While designing an application that needs the data stored in the central couch, one may wonder why using a replication and not reading or writing docs directly to the central couch.

Using replications has the advantages:

  • You can remove the complexity of error handling and recovering from failures from your agent code since the couchdb takes care of all of that automatically for you;
  • Pooling data locally is easier than remotely.

On the other hand, you would need to be able to deploy/manage a local couchdb instance. Therefore, if it is just a few summary documents you need to collect centrally and you can safely miss some in case of failures, then just make each agent do a normal HTTP GET/PUT request directly into the central DB and get rid of the local couch machinery at all. However, if you already have a local couch for whatever purpose, you should profit from that.

5.5.2. Key design decisions

  1. Do always use bidirectional replication

    Even on cases where your application is designed to only get updates in one direction, you should always use bidirection replication.

    CouchDB internally keeps update sequencies in both endpoints. If you loose the state in the source the endpoints for whatever reason like when you wipe out one of the deployed area), couchdb will restart the update_seq and will fool the other couch endpoint, thus not picking up any updates until you reach the same update_seq you had before. Consider for instance the situation below for a unidirectional replication A->B:

    • endpoint A is in upd_seq #123 -> endpoint B is in upd_seq #123
    • A gets wiped out or loose state for whatever reason
    • endpoint A is in #0 -> endpoint B is in upd_seq #123
    • B will not get any updates until A reaches #123 again

    This is potentially undesirable when you replicate from offsite agents to the central one. Since you can have several agents, chances of loosing the state in one of them is higher.
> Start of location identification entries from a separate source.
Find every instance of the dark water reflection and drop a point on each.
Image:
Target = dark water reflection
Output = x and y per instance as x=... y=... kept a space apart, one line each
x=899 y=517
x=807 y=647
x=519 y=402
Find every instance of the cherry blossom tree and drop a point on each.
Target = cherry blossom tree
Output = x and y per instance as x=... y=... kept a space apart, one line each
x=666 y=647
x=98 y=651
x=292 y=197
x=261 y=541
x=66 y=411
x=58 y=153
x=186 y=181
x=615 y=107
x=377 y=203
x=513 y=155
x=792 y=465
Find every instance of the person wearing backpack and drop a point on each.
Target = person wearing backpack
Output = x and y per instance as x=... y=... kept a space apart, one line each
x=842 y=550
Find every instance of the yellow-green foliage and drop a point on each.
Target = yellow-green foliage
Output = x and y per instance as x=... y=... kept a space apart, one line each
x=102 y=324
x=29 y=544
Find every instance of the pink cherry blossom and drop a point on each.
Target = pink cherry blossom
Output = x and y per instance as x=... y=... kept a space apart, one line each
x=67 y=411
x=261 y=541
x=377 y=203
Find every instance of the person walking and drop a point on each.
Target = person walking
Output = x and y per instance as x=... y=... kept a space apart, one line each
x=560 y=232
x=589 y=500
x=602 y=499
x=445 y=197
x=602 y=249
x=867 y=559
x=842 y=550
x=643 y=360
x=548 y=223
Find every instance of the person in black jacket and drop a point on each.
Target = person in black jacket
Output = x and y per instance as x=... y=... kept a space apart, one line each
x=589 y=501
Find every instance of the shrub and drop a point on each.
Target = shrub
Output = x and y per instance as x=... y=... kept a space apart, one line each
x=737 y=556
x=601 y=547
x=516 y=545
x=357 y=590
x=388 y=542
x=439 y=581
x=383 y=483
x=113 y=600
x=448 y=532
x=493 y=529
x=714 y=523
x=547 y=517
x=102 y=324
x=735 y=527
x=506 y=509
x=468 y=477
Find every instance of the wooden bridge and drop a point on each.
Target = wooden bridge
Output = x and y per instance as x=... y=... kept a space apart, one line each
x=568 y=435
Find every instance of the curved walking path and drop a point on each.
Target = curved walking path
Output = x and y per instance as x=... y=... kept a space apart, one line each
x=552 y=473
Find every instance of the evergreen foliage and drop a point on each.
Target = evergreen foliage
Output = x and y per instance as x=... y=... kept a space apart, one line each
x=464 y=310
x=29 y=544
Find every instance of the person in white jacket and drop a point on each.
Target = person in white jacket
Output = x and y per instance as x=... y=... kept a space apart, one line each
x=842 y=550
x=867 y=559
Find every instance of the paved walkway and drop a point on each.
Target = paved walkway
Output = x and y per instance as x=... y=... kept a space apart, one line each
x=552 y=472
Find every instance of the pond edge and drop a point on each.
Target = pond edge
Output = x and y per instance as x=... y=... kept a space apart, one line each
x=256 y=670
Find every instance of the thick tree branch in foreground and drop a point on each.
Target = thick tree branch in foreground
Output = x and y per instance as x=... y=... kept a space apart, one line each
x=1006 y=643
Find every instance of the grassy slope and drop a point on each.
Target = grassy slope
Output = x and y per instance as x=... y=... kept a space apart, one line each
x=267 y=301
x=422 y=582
  2. Replications are always defined offsite

    When defining the replications in the deploy script, do always set them only for the offsite couch variant. This is what is known as the “push mode”. The central couch hosted in CMSWEB cannot authenticate against the offsite instance and additionally the authorization rules are always defined centrally to be under control. The replication engine in the version 1.1.0 currently in use issues all write operations internally as _admin, so the central instance cannot forbit to write documents coming from outside. On the other hand, replications setup offsite can only write centrally if they are authorized by the validate_doc_update function in the central database. The offsite couchdb will use a proxy or service certificate when accessing the central one, thus getting authenticated through the CMSWEB front-ends.

  3. Do not replicate design documents

    Design documents should always be filtered out from the replications because they are pretty much an application. Allowing it to replicate means that offsite deployments could “upgrade” the couchapp without going through the standard deployment procedures, therefore not tracking the changes in any VCS.

    This is specially critical in cases where the design document is changed unintentionally, such like due to bugs in the offsite agent, or mistakes by its operator running some cleanup procedure.

  4. Use the _replicator DB, not the _replicate feature

    The _replicate and the _replicator are two independent replication engines inside couchdb. Both had its own set of bugs that were affecting us. For instance, see this query on _replicate bugs in the CouchDB issue tracker.

    At some point, the collaboration had to decide to provide support (fixing the bugs) of either one or another, because it would be a waste of manpower to keep stable releases of both. It was than opted by the _replicator solution because it can keep replications persistent. Therefore, the couchdb RPMs only include patches to the _replicator related bugs, and you should stick with it.

  5. Not all replication features are supported

    As per the same reason why _replicate is not supported, only a subset of the _replicator DB features is supported. To the known use cases of replication inside DMWM, however, the subset of features below is enough.

    • source
    • target
    • continuous
    • filter

    Other features like non-continous replications, proxy, query_params, doc_ids, etc have not been validated. In fact, you’ll always stick with the supported features if following the setup intructions below in this document.

5.5.3. The setup

While defining the dependencies in your deploy script, make it require the couchdb offsite variant:

deploy_myapp_variants="default offsite"
deploy_myapp_deps() {
   deploy couchdb $variant
}

Then put this in post section:

(echo {,https://centralhostname/couchdb/}mydbname mydesigndocname/repfilter
 echo {https://centralhostname/couchdb/,}mydbname mydesigndocname/repfilter
) > $root/state/couchdb/replication/myapp

Where the central host name will mostly likely be cmsweb.cern.ch. Each echo represents a source_db_url target_db_url replication_filter_fucntion tuple. At the bare minimum, the replication filter should contain:

"repfilter": "function(doc, req) {
  return ! doc._id.match('_design/(.*)')
}"

This is already the case when using the couchskel app as a template for starting your new couchapp. There are cases, however, where you might want to extend such a filter so that you replicate only the documents relevant to your offsite application.